La Cour de Cassation considère logiquement que la clause résolutoire et donc l’expulsion consécutive du locataire ne peut être ordonnée, dans un arrêt de confirmation.

La solution paraît logique dans la mesure ou le plan d’apurement est par définition une forme de renonciation au bénéfice du commandement de payer visant la clause résolutoire.
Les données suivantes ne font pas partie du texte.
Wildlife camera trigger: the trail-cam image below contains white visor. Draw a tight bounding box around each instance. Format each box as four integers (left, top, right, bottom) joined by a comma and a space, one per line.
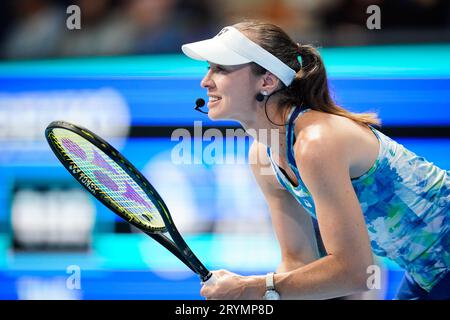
181, 27, 296, 86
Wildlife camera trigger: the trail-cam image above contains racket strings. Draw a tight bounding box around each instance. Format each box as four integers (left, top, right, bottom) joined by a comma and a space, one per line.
54, 129, 164, 228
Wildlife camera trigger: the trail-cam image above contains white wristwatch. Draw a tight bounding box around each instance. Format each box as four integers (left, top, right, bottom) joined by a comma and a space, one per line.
263, 272, 280, 300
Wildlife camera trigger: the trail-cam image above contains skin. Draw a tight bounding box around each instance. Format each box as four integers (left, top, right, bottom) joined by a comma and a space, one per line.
200, 63, 379, 299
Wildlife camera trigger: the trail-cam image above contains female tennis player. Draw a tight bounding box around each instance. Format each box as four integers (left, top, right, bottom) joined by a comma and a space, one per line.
182, 21, 450, 299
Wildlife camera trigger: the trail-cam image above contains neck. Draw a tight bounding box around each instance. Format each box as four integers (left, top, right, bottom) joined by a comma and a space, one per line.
239, 102, 289, 153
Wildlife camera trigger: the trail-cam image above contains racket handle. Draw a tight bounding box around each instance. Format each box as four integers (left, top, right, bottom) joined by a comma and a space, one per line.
202, 273, 217, 286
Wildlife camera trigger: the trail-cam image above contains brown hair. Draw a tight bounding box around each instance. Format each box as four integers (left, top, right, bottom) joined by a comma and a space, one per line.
234, 20, 381, 126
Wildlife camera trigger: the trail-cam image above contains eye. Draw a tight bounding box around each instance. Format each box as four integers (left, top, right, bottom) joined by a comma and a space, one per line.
206, 65, 228, 73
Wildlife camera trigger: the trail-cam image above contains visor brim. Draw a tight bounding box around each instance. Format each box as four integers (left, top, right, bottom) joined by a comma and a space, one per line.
181, 38, 251, 66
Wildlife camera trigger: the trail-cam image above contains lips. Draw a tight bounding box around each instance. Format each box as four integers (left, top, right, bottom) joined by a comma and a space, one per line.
208, 95, 222, 108
209, 96, 222, 102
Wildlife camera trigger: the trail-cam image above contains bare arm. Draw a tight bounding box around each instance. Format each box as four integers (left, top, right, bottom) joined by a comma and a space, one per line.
249, 141, 319, 272
201, 132, 373, 299
268, 126, 373, 299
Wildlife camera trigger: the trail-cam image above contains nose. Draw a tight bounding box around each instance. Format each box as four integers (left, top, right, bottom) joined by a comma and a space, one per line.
200, 70, 214, 89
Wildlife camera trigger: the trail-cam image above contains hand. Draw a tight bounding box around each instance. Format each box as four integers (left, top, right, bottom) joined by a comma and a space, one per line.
200, 270, 265, 300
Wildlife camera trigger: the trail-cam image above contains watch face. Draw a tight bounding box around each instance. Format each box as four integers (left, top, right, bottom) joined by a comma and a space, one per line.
264, 290, 280, 300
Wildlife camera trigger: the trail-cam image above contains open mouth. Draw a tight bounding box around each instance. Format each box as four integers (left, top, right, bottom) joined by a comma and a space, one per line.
208, 96, 222, 107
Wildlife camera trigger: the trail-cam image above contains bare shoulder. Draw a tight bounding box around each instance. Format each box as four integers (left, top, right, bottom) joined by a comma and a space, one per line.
294, 110, 354, 157
294, 110, 379, 178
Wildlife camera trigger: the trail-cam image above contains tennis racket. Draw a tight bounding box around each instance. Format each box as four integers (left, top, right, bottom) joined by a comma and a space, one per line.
45, 121, 216, 285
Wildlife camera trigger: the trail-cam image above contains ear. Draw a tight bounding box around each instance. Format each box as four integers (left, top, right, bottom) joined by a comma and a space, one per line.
260, 71, 280, 93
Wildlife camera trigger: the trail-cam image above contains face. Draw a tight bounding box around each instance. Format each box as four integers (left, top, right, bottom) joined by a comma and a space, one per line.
201, 63, 257, 121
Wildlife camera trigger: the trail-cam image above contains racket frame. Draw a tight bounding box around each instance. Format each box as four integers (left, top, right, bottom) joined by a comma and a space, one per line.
45, 121, 212, 282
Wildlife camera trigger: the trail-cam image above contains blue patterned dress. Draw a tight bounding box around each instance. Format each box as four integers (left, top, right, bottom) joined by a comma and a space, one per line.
267, 107, 450, 291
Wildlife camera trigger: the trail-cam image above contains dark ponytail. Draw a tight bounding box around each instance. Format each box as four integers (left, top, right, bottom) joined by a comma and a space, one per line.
234, 20, 380, 126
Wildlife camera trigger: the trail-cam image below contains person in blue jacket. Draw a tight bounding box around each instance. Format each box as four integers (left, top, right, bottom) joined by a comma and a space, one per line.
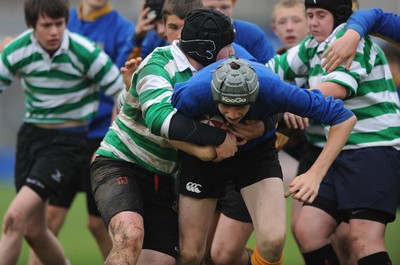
30, 0, 135, 264
202, 0, 275, 63
171, 58, 356, 265
322, 8, 400, 71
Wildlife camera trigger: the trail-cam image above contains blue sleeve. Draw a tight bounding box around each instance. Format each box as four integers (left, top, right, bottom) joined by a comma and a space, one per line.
347, 8, 400, 43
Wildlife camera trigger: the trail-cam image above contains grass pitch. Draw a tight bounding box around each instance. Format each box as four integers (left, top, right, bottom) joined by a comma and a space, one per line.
0, 184, 400, 265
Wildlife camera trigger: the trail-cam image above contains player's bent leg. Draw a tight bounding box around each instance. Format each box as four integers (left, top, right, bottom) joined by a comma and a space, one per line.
21, 187, 66, 264
104, 212, 144, 265
241, 177, 286, 265
211, 214, 253, 265
0, 186, 44, 265
349, 219, 387, 264
177, 194, 217, 265
88, 214, 112, 260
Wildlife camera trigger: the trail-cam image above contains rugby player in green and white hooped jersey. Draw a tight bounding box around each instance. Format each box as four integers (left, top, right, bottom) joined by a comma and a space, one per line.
0, 0, 123, 265
268, 0, 400, 264
91, 9, 237, 265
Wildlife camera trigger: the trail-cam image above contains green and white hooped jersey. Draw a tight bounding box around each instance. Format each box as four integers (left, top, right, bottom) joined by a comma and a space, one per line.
0, 30, 123, 124
267, 24, 400, 149
97, 42, 196, 177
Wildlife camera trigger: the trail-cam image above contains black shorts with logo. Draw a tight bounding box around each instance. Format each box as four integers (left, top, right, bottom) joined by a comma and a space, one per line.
90, 156, 179, 258
15, 123, 88, 200
179, 137, 282, 198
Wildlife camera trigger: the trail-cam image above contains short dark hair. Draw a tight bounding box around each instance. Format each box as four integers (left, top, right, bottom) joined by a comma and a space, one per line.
24, 0, 69, 28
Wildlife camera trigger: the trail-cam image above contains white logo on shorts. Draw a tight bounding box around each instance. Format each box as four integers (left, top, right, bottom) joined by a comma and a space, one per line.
186, 182, 202, 193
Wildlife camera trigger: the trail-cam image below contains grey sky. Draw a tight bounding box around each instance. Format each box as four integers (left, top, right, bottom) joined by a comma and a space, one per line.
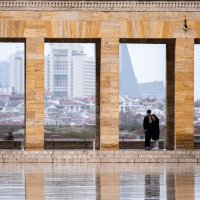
128, 44, 166, 84
0, 42, 200, 100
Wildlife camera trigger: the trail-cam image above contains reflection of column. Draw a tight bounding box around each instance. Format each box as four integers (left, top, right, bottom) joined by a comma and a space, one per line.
145, 174, 160, 199
25, 38, 44, 150
175, 38, 194, 149
175, 172, 194, 200
99, 172, 120, 200
100, 37, 119, 150
166, 172, 176, 200
25, 173, 45, 200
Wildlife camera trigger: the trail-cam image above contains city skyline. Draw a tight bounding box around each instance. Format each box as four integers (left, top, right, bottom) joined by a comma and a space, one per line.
45, 43, 96, 98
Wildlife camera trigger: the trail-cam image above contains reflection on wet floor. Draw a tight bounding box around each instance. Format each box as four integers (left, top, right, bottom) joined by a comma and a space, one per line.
0, 163, 200, 200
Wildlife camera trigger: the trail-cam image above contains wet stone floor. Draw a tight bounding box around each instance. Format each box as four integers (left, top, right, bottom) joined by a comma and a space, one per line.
0, 163, 200, 200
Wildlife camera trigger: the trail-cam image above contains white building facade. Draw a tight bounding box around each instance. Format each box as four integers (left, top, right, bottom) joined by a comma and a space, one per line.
45, 43, 96, 98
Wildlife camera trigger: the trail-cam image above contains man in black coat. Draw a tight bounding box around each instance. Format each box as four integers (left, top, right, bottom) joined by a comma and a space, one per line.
143, 110, 152, 150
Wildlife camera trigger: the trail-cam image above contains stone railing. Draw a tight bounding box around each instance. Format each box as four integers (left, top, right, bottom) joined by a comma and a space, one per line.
0, 0, 200, 12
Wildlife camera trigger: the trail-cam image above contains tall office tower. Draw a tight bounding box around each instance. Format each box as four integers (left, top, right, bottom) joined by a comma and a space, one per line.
45, 43, 95, 98
9, 51, 25, 94
0, 61, 10, 88
71, 55, 96, 97
119, 44, 141, 97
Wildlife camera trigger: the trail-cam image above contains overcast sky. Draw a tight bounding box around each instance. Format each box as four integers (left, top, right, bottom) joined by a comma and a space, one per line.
194, 44, 200, 100
0, 42, 200, 100
128, 44, 166, 84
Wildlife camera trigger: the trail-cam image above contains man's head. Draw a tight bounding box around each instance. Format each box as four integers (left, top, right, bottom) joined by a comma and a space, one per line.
147, 110, 151, 116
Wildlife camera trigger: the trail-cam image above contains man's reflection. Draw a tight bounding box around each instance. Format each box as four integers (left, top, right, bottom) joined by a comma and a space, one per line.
145, 174, 160, 200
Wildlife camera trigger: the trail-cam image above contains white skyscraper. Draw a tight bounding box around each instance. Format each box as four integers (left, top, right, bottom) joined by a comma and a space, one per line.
9, 51, 25, 94
45, 43, 95, 98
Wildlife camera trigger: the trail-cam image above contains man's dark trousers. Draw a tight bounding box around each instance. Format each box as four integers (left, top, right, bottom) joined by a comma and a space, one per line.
145, 131, 151, 148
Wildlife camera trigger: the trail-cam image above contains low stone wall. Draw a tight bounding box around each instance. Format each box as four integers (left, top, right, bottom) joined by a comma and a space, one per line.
0, 150, 200, 163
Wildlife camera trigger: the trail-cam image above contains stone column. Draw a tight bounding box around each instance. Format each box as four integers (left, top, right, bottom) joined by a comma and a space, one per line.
175, 38, 194, 149
25, 37, 44, 150
25, 173, 45, 200
100, 38, 119, 150
165, 40, 175, 150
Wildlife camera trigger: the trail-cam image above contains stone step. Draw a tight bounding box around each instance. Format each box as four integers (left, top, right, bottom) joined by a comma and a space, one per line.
0, 150, 200, 163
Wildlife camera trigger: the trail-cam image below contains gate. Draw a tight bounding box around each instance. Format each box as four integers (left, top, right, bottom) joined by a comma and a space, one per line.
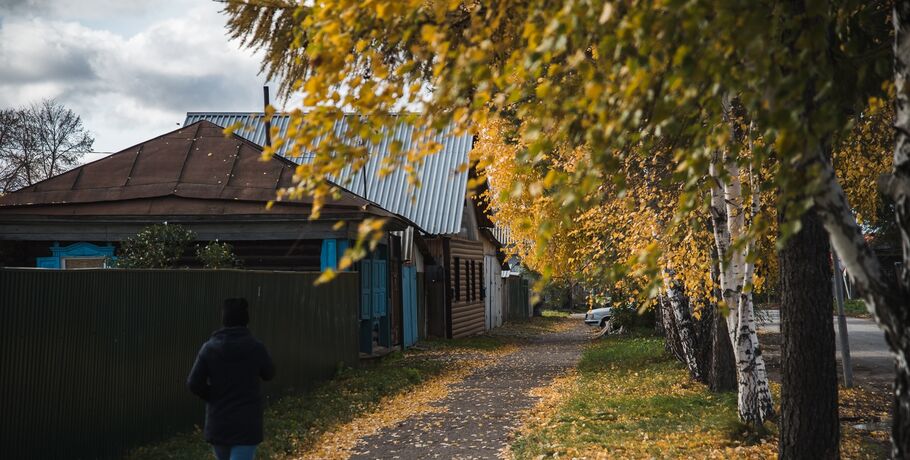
401, 265, 417, 347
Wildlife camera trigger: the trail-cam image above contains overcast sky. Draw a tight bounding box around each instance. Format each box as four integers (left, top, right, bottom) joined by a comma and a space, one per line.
0, 0, 274, 160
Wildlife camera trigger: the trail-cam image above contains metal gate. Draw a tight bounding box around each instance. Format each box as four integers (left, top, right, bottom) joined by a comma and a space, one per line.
483, 255, 502, 329
401, 265, 417, 347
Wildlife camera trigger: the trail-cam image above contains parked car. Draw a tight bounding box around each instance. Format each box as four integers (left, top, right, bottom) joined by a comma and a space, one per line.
585, 307, 613, 327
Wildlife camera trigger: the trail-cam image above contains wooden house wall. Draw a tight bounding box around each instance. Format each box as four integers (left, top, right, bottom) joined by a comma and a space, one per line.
447, 238, 485, 338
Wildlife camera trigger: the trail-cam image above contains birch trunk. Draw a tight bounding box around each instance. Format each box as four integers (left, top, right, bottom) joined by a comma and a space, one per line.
664, 274, 703, 380
711, 149, 774, 425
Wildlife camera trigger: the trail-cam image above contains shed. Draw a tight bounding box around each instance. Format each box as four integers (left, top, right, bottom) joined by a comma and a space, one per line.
185, 112, 503, 344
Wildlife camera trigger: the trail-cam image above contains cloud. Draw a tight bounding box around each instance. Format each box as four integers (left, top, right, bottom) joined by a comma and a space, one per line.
0, 0, 263, 151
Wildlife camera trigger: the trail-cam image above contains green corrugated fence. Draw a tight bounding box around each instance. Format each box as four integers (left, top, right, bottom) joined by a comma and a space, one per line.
0, 269, 359, 458
503, 276, 531, 321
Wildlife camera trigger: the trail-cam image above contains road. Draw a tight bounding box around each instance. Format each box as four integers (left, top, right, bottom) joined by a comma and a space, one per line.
352, 324, 589, 460
758, 310, 894, 383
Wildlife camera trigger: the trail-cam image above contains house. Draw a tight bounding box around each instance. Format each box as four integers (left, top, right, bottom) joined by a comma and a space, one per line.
0, 121, 414, 354
184, 112, 520, 340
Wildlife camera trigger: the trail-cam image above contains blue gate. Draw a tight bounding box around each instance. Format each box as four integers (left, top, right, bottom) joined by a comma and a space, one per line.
360, 245, 392, 354
401, 265, 417, 347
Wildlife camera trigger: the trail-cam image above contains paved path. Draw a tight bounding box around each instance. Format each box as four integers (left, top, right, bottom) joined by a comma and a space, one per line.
759, 310, 894, 383
352, 321, 587, 459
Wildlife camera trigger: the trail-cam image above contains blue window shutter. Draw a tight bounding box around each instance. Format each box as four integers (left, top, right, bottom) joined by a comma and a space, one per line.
335, 240, 351, 270
319, 239, 338, 270
35, 257, 60, 268
373, 259, 387, 318
360, 259, 373, 319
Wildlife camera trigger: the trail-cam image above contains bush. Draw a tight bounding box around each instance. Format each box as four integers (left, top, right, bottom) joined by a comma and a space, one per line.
116, 223, 196, 268
196, 241, 240, 268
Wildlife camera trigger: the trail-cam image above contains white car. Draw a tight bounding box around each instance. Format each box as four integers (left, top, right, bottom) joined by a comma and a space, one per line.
585, 307, 613, 327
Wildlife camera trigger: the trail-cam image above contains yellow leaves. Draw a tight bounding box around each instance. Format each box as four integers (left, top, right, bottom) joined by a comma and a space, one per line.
420, 24, 442, 46
313, 267, 336, 286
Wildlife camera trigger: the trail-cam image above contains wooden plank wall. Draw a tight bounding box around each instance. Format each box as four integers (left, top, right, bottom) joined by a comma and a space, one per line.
448, 238, 484, 338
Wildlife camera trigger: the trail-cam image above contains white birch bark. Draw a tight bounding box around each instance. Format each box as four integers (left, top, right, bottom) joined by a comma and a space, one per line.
710, 146, 773, 424
663, 270, 703, 380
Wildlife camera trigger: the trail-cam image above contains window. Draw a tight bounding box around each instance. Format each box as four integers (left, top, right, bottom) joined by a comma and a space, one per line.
453, 257, 461, 301
471, 260, 477, 300
464, 260, 474, 301
480, 265, 487, 300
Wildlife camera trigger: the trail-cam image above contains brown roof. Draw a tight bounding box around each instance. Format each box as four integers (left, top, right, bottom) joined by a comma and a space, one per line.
0, 121, 401, 225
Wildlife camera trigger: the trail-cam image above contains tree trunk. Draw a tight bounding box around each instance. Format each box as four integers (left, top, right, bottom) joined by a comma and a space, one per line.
779, 209, 840, 459
658, 295, 686, 363
708, 304, 736, 392
667, 281, 702, 381
710, 145, 774, 425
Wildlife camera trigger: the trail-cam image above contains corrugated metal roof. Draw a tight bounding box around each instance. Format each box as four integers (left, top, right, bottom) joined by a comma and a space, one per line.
0, 121, 410, 229
184, 112, 473, 235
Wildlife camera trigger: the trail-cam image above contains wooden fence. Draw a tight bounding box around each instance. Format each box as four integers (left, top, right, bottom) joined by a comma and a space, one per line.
0, 269, 359, 458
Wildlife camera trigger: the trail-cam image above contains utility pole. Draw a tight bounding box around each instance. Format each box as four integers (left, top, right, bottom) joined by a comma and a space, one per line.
831, 251, 853, 388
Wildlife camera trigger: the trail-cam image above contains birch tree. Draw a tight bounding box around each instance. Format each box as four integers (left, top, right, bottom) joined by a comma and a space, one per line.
0, 99, 95, 193
226, 0, 896, 438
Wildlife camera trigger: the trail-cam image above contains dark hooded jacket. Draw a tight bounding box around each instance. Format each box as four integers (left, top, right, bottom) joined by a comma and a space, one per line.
187, 327, 275, 446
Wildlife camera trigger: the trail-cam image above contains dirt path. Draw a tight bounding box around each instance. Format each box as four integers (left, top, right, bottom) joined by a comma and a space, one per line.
352, 321, 587, 459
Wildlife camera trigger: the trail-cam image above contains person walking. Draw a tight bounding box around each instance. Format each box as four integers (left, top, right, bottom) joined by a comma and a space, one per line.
186, 298, 275, 460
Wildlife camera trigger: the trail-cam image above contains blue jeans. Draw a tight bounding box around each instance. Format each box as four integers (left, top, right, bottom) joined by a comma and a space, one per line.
212, 445, 256, 460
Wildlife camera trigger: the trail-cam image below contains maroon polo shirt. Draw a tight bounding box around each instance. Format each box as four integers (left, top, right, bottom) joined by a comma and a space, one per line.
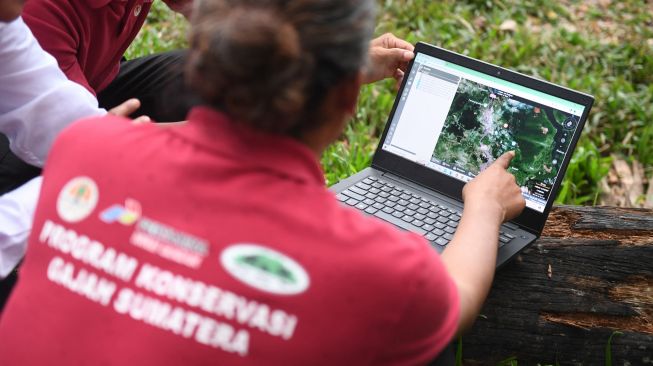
0, 108, 459, 365
22, 0, 190, 94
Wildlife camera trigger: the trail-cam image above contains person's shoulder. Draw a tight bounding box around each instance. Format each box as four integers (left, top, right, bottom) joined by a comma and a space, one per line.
52, 114, 134, 153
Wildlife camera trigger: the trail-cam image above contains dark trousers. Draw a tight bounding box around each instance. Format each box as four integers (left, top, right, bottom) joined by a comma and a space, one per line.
0, 51, 192, 312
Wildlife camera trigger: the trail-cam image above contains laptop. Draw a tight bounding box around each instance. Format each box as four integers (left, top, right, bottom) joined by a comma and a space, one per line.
330, 42, 594, 267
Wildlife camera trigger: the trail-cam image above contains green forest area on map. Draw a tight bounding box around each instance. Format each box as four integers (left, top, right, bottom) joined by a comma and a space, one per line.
433, 79, 578, 193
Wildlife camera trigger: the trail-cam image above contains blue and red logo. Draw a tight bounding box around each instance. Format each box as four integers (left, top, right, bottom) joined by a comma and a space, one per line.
100, 198, 141, 226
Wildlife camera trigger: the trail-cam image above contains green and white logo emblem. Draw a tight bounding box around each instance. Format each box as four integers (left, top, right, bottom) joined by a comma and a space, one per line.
220, 244, 310, 295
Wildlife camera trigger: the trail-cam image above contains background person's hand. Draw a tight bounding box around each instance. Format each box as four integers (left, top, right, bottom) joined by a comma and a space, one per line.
0, 0, 25, 22
363, 33, 415, 83
108, 98, 151, 123
463, 151, 526, 222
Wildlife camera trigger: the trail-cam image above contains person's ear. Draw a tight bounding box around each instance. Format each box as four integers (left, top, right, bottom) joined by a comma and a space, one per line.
337, 71, 363, 115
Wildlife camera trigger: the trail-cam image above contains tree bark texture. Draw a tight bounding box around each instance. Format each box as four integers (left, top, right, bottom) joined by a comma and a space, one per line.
463, 206, 653, 366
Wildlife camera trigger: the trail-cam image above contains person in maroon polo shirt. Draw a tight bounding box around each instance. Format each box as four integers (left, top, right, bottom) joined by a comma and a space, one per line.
0, 0, 525, 365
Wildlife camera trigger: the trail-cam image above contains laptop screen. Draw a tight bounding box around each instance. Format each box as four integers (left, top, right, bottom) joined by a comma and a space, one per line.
381, 53, 585, 212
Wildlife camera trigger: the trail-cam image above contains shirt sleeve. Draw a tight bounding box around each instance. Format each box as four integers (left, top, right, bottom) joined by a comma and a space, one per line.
163, 0, 193, 18
0, 18, 106, 166
0, 177, 42, 278
378, 238, 460, 365
23, 1, 94, 96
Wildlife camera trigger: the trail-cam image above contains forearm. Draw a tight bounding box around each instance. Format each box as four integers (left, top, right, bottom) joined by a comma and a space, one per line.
0, 19, 106, 166
0, 177, 42, 279
442, 206, 501, 333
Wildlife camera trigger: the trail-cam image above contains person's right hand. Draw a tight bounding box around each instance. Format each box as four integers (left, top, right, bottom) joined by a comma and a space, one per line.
463, 151, 526, 223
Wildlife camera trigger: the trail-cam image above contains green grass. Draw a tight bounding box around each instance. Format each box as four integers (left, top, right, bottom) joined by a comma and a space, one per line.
127, 0, 653, 204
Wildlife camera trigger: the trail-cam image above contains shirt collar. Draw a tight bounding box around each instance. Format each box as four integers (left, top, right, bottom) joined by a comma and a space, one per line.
171, 107, 325, 186
86, 0, 114, 9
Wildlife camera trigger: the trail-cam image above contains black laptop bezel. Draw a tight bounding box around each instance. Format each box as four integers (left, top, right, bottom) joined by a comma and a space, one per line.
372, 42, 594, 236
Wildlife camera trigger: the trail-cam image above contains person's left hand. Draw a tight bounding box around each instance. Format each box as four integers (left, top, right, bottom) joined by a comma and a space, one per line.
107, 98, 151, 123
363, 33, 415, 83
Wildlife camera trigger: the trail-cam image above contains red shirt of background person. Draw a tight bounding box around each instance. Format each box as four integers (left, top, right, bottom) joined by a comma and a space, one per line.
22, 0, 192, 95
0, 0, 524, 365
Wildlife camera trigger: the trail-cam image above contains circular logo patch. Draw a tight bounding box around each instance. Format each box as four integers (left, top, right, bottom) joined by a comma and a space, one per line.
57, 177, 99, 222
220, 244, 310, 295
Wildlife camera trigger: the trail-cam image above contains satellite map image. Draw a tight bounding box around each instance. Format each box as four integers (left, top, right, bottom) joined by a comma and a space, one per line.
432, 79, 579, 199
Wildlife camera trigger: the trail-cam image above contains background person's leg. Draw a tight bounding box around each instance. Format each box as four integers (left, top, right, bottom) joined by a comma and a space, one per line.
98, 50, 197, 122
0, 133, 41, 195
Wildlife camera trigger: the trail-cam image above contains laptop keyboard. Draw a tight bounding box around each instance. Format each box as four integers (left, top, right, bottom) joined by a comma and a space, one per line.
336, 177, 515, 247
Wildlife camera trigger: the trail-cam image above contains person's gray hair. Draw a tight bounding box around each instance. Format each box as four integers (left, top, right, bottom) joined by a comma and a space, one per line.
186, 0, 375, 133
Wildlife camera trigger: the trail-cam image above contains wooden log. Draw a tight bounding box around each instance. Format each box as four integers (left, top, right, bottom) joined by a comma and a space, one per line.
463, 206, 653, 366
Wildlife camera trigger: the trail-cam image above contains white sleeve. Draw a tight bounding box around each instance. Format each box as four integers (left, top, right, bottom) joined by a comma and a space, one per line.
0, 18, 106, 166
0, 177, 43, 279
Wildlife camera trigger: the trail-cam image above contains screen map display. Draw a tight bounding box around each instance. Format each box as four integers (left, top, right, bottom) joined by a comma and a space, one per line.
383, 54, 584, 212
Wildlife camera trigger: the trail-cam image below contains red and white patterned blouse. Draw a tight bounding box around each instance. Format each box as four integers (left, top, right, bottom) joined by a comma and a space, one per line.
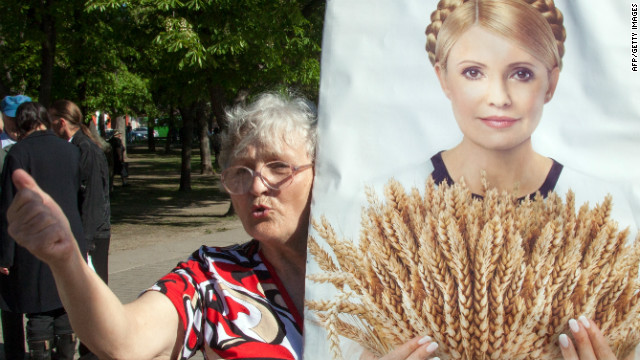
150, 240, 303, 359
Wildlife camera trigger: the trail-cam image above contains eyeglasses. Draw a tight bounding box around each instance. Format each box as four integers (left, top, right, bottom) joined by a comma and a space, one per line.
221, 161, 313, 195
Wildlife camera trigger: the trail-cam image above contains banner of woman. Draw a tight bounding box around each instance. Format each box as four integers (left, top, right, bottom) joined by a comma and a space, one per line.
304, 0, 640, 359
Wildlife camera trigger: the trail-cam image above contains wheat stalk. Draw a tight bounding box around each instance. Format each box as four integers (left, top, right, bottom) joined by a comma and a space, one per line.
306, 178, 640, 360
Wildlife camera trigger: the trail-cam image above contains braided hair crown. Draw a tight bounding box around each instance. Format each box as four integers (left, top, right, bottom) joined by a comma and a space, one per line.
425, 0, 566, 68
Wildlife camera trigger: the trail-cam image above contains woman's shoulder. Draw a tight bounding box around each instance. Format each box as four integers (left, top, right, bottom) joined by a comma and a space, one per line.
191, 240, 260, 266
554, 166, 638, 233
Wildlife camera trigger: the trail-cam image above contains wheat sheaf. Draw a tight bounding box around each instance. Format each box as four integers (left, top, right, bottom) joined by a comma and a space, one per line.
306, 178, 640, 359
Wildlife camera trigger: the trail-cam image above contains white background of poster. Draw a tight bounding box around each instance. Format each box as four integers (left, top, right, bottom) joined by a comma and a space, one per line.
305, 0, 640, 359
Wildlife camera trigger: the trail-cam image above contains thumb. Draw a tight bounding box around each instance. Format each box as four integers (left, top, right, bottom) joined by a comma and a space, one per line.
11, 169, 42, 193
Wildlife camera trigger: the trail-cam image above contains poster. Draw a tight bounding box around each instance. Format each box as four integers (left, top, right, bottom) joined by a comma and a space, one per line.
304, 0, 640, 359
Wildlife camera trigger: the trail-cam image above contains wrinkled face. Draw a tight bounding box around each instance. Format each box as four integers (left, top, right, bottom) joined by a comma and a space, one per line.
436, 25, 559, 150
231, 141, 313, 245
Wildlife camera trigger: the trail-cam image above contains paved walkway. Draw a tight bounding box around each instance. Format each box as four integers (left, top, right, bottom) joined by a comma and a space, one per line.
0, 226, 249, 360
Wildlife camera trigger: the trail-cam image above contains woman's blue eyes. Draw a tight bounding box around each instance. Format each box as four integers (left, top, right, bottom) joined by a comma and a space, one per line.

La Cour de cassation juge logiquement dans cet arrêt que :

Mais attendu qu’ayant constaté que l’OPAC avait accepté un plan d’apurement de la dette le 16 novembre 2005 et ayant relevé que M. X… justifiait avoir payé régulièrement son loyer et la somme venant en apurement de son arriéré et que le dernier décompte de l’OPAC arrêté au 15 juin 2006 faisait ressortir les divers paiements de M. X… mais qu’y figuraient le loyer quittancé au 31 mai 2006 et des frais de procédure indûment réclamés au titre des loyers, la cour d’appel qui a retenu, sans contradiction, que même si un retard de quelques semaines était notable en novembre et décembre 2005, le locataire, bénéficiaire d’un plan d’apurement dans le délai de deux mois du commandement, avait respecté ses engagements et se trouvait à jour de ses loyers au moment de la décision de première instance, a, sans violer l’article 24 de la loi du 6 juillet 1989, déduit de ces seuls motifs que la demande devait être rejetée ;

 Il faut rappeler que tout ce qui peut être interprété comme une renonciation au bénéfice du commandement de payer doit faite l’objet de précautions rédactionnelles, notamment dans un plan d’apurement, plan qui doit être de préférence adopté à l’issue du délai de deux mois pour éviter de telles conséquences.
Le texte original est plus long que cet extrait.